I think a Christian response to these mind-boggling ethical problems must be built upon two critical—and biblical—points of view. The first is basic and, thereby, most important. It is that we are obligated to the right of people to live, and out of love for them to promote, support, heal, and preserve their lives whenever possible. We should always be on the side of healing and preserving human life, whether prenatal or neonatal. And we should be relentlessly opposed to any trend that makes our selfish desire for a comfortable life more important than the challenge of caring for handicapped lives.
The second point of view is subordinate to the first. It grows out of the profoundness of moral decision making in a world of tragedy. There are anomalies that stagger our imagination. A fetus that is either missing a brain or has a brain too small to give any promise of genuinely human life is a case in point. To absolutize in these situations is not to rise to the defense of life but to sink to unusual and unwarranted cruelty. I believe that in our decision making we must have a passion for life, but a compassion for the living. There is a need for line drawing, but life does not allow us to draw permanent lines for every situation. We must allow for the exercise of what Saint Paul called “spiritual understanding and wisdom” in those cases where sad and tragic decisions must be made.
As for Dr. Elkins, his medical ethics are born of both conviction and compassion. His conviction leads him to support handicapped human life, and his compassion allows him to discern very exceptional cases. He is a convincing witness against all egotistic choices that fail to preserve prenatal and neonatal life. His own family experience supports the belief that love can abound over grievous childhood handicaps. However, he is adverse, and properly so, to giving biomedical ethics over to politics. And he is opposed to an insensitive absolutism that rides roughshod over all circumstances and allows for no compassionate exception in extremely tragic cases. He recognizes that there may be unusual cases in which to preserve life would be unwarrantedly cruel for all concerned. All in all, Dr. Elkins illustrates the kind of ethical discernment that I should devoutly wish for every Christian physician.
One caution: Dr. Elkins’s discussion is rather physician-oriented. He does not discuss the right of parents to make decisions contrary to their doctor’s good counsel, a matter that is very crucial to the entire decision-making situation.
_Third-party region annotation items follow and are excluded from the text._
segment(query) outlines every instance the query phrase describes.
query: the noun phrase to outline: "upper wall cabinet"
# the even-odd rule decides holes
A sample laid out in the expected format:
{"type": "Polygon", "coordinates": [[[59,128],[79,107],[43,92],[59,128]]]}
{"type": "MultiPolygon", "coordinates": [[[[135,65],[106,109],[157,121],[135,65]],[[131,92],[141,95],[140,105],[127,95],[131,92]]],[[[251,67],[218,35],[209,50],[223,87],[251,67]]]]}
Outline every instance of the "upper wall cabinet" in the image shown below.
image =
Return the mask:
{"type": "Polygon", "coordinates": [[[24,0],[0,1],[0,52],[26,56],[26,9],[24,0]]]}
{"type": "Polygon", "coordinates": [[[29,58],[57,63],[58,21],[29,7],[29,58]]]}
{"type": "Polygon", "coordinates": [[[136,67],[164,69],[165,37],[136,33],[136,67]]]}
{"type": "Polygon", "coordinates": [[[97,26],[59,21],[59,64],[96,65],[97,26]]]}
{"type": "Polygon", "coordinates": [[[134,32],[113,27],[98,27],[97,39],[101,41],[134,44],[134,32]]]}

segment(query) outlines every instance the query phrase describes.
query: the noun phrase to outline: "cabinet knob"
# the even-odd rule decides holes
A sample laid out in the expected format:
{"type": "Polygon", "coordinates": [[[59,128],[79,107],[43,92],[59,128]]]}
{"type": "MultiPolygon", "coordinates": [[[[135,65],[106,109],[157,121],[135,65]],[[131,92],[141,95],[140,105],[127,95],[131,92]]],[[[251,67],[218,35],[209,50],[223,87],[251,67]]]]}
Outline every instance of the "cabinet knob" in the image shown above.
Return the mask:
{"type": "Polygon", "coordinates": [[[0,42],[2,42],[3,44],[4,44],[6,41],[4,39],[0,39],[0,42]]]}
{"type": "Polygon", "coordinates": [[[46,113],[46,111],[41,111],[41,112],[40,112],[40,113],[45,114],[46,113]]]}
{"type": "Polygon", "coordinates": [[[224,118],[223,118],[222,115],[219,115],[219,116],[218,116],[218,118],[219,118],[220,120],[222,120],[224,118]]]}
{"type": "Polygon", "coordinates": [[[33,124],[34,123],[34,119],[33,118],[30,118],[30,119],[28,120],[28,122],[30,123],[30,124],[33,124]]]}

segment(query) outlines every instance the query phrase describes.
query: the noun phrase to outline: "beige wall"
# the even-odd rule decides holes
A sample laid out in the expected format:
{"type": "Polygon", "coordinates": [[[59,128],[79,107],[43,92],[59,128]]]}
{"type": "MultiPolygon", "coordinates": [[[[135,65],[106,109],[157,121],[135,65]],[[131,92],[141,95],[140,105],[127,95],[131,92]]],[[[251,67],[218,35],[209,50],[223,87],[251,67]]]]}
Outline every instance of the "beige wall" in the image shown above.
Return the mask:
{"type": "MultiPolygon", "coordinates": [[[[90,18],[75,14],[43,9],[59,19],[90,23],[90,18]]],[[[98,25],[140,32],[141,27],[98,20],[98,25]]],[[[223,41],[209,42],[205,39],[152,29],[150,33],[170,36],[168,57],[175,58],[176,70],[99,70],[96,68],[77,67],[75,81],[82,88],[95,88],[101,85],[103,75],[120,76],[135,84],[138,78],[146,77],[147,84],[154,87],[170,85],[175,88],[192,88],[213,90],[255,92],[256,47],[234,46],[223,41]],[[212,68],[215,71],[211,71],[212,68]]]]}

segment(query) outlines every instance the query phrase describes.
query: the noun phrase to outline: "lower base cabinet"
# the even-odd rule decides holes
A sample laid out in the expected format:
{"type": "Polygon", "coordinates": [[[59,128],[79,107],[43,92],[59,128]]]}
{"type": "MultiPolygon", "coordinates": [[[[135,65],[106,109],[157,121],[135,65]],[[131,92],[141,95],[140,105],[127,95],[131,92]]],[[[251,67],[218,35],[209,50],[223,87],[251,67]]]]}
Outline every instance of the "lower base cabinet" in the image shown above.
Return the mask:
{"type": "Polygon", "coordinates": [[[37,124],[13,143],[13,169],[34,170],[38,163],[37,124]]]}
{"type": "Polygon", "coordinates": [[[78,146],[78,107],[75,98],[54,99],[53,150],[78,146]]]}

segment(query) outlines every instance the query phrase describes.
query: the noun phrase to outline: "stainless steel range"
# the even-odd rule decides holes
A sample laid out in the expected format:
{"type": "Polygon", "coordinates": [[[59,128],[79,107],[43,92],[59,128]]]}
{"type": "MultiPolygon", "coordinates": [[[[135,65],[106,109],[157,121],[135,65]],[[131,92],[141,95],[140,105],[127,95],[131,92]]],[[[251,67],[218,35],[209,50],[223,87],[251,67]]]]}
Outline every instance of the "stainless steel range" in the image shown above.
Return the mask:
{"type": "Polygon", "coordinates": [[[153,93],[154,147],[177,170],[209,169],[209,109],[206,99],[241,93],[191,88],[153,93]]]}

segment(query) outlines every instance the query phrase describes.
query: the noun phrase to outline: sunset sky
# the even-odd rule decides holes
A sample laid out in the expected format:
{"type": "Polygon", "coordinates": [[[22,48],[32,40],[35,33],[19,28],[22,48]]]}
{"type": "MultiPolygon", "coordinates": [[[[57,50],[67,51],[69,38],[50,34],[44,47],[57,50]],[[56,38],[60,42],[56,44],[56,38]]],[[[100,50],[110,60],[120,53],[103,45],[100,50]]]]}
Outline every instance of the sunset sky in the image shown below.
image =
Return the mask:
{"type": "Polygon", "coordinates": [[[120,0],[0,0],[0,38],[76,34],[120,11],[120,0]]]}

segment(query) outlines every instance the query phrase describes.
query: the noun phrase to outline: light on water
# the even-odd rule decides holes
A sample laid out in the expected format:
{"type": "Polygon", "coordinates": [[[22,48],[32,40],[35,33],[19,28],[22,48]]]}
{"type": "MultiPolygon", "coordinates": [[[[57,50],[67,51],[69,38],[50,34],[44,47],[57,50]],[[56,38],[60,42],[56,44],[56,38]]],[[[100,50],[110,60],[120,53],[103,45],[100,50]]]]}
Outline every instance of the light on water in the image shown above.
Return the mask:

The Christian Action Council (CAC) was involved in 50 or 60 hours of discussion over Baby Doe legislation, and what we saw—and what is not readily apparent from the interview—was an unprecedented consensus bringing together disability and right-to-life groups. The result of that unanimity is the law we have today, which, incidently, attempts to lift the burden off the physician’s shoulders in these extreme cases. It gives medicine a malpractice standard with which they are all familiar: that is, a physician must now simply ask the question, “Is there a treatment to correct the anomaly?”
In working with Baby Doe regulations and discussing their intent and implementation, one of the things that has troubled us most is the prejudice against handicapped people, especially those with Down’s syndrome and spina bifida. The assumption, as Dr. Elkins points out, is that these kids will lead lives filled with pain and suffering, lives that are destined to be unproductive. Such thinking is totally erroneous. Here at CAC we had an intern with spina bifida, a boy whose parents were told their son would not have a life worth living. Today he attends William and Mary College.
In his candidness, Dr. Elkins has spoken on behalf of life. He is correct in saying that it is just a short step from abortion to infanticide. Indeed, it demonstrates the schizophrenia of our society when we work on a neonate of 21 weeks, yet abort a fetus of the same gestational age.
I agree with Dr. Elkins’s call for a deeper motivational response than the blanket “All babies should be resuscitated and put on respirators.” However, we must be careful not to oversimplify what is, in fact, the principle of the prolife position: namely, that we want to do all we can to enhance the possibility of living for the handicapped and the unborn child. To prolong an agonizing, painful situation for several days for the sake of some group’s political agenda is, as Elkins rightly points out, inhumane. But I’m not sure that very many people would say that that is what they are trying to do.
We must do all in our power to help the critically ill patient—newborn or otherwise. But, of course, there are those tragic situations where such help is impossible. The temptation here, however, is that once such a situation is identified, we tend not only to let the patient die as comfortably as possible, but to accelerate his death as well. Before reaching that point, we must put the patient in the Lord’s hands and confess we cannot do anything more, but that we will not do anything to accelerate the patient’s death.
The Word of God is equal to such ethical challenges. It contains the principles for answering even the most dramatic questions facing modern medicine—and us as a society—in this technological age. Yet whether or not the church is effectively applying that Word is another matter altogether. We all too often allow technology to dictate our principles rather than have our well-thought-out principles dictate our use of technology. Christian institutions are not meeting today’s medical-ethical challenges largely because they don’t think scripturally and critically about them until minds are already made up and decisions already reached.